From the Guidelines
Lymphoma metastasizing to the testicle is a rare and serious condition that requires prompt medical attention.
Implications of Lymphoma Metastasis to the Testicle
- Metastasis Route: Malignant testicular germ-cell tumors, including lymphoma, metastasize by either the hematogenous or lymphatic route, with nodal metastases typically following the testicular lymphatic drainage pathway alongside the testicular veins to regional lymph node groups 1.
- Prognosis and Treatment: The prognosis and treatment of testicular cancer, including lymphoma metastasis, depend on the stage and type of cancer, with overall long-term survival rates of 97% for testicular cancer patients 1.
- Staging and Surveillance: Staging of testicular cancer is based on the tumor, nodes, and metastases (TNM) staging system, and imaging is used to assess for expected locations of lymph node involvement and metastatic disease, with surveillance being a crucial part of management, especially for stage I pure seminoma testicular cancers 1.
- Lymphatic Drainage: The lymphatic drainage of the testicles is an important factor in the spread of cancer, with tumors from the left testis metastasizing to the left para-aortic nodal group and tumors from the right testis metastasizing to the paracaval, precaval, and inter-aortocaval groups 1.

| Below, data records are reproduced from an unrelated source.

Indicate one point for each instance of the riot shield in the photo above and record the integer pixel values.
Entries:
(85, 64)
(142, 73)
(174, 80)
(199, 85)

- Clinical Management: Clinical management of lymphoma metastasis to the testicle involves a multidisciplinary approach, including surgery, chemotherapy, and radiotherapy, with the goal of achieving complete remission and preventing further metastasis 1.
From the Research
Implications of Lymphoma Metastasizing to the Testicle
- Lymphoma metastasizing to the testicle is a rare and aggressive condition, with primary testicular lymphoma (PTL) being an intermediate to high-grade tumor [ 2 ].
- The most common type of PTL is diffuse large B-cell lymphoma (DLBCL), which has a less aggressive course and better prognosis compared to nodal DLBCL [ 2 ].
- Metastasis is uncommon in testicular DLBCL, but when it occurs, common sites include the contralateral testes, Waldeyer's ring, skin, lung, central nervous system (CNS), and prostate [ 2 ].
- The prognosis of testicular lymphoma is generally poor, with relapses often seen despite good initial responses to chemotherapy [ 3 ].
- Testicular lymphoma often disseminates to other extranodal organs, such as the CNS, lung, pleura, Waldeyer's ring, and soft tissue [ 3 ].
Clinical Presentation and Diagnosis
- The most common clinical presentation of testicular lymphoma is a unilateral painless scrotal swelling, sometimes with sharp scrotal pain or hydrocele [ 3 ].
- Systemic B symptoms are present in 25-41% of patients with advanced-stage disease [ 3 ].
- Bilateral testicular involvement is detected in 35% of patients [ 3 ].
- Imaging studies, such as ultrasound and computed tomography (CT) scans, can help diagnose testicular lymphoma [ 4 ].
Treatment and Management
- The recommended first-line treatment for patients with limited disease is orchiectomy followed by rituximab, cyclophosphamide, doxorubicin, vincristine, and prednisone (R-CHOP) combination chemotherapy, with CNS prophylaxis and prophylactic irradiation of the contralateral testis [ 3 ].
- In more advanced or relapsed disease, management should follow the worldwide recommendations for nodal DLBCL [ 3 ].
- Treatment has traditionally been with orchiectomy and combination chemotherapy, but only a minority of patients enjoy a prolonged disease-free survival [ 5 ].